All the media attention, all the hype - it starts kicking in at this time of year. Everyone - from casual handicappers to members of the media - wants to be the first one to pick the Derby winner.

For some, the reason for analyzing the race at this point has to do with future-book wagering or fantasy racing-stable leagues. For others, it's exciting because of the significance of the race. But mostly the reason everyone gets so crazy so soon has to do with ego.

The Derby is the biggest race in this country. The spotlight is on the race, and winning or losing selections come under scrutiny.

A handicapper might pick five winners on the Derby card, but miss the big race - and his friends could care less. But that same handicapper is their hero if he touts the winner of the Derby but otherwise goes 0 for 9.

It's not good enough anymore to merely pick the winner of the Derby a day or two in advance. Now you have to do it three months ahead of time. All for the potential glory of thumping your chest and screaming "I told you!" at the top of your lungs.

I will leave the Derby alone for three more months. By overlooking most of the pre-Derby talk, I believe I handicap better. Here's why: My judgment isn't going to be blinded by hype. By not reading or listening to comments that a horse is the next Secretariat, I am better able to view a horse as he should be viewed.

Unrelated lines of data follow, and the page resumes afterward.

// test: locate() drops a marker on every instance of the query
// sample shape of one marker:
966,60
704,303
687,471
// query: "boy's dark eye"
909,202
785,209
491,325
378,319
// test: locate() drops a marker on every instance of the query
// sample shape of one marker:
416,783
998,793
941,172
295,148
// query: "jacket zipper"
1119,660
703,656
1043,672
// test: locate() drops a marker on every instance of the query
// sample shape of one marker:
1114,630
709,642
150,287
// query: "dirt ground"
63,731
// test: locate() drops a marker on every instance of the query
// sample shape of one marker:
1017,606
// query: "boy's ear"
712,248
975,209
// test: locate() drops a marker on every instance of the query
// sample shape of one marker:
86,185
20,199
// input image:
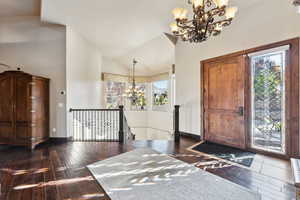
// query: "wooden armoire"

For every potential superstar, there are a thousand who are hyped. Always keep this in mind - potential superstar equals potential sucker bet. Those with no hype can sneak by as overlays.

Second, it is not as easy to be fooled by overplayed injuries and setbacks.

Because the Derby and Triple Crown races are under a microscope, hundreds of minor injuries are reported. I choose to pay little attention to these reports the week before the race. I figure these are healthy horses with simply forthcoming trainers. The ones to view cautiously are the horses whose trainers say everything is perfect. Instinct tells me that most athletes, either human or equine, suffer aches and pains.

Additionally, by shutting your eyes and ears to the Derby hype before the big race, handicappers will also avoid the frustration of dealing with trainer spin.

You have probably heard these comments - when a horse works four furlongs in 52 seconds, and it "was just what we wanted," or when the favorite draws the outside post, and the trainer responds "I didn't want the rail."

Lastly and most importantly, by choosing to wait to make my selection, I find I view the Derby preps with much clearer eyes. Instead of making excuses or building up the performances of my choice, I can look at a race objectively.

This strategy may serve me well in this year's Derby. It may not.

In the meantime, I will have more time to handicap races with a quicker return on investment - like the fifth race at the Gulfstream on Friday.

That race represents an opportunity for profit. From that standpoint it's no different than the Derby, and better yet, it's not three months away.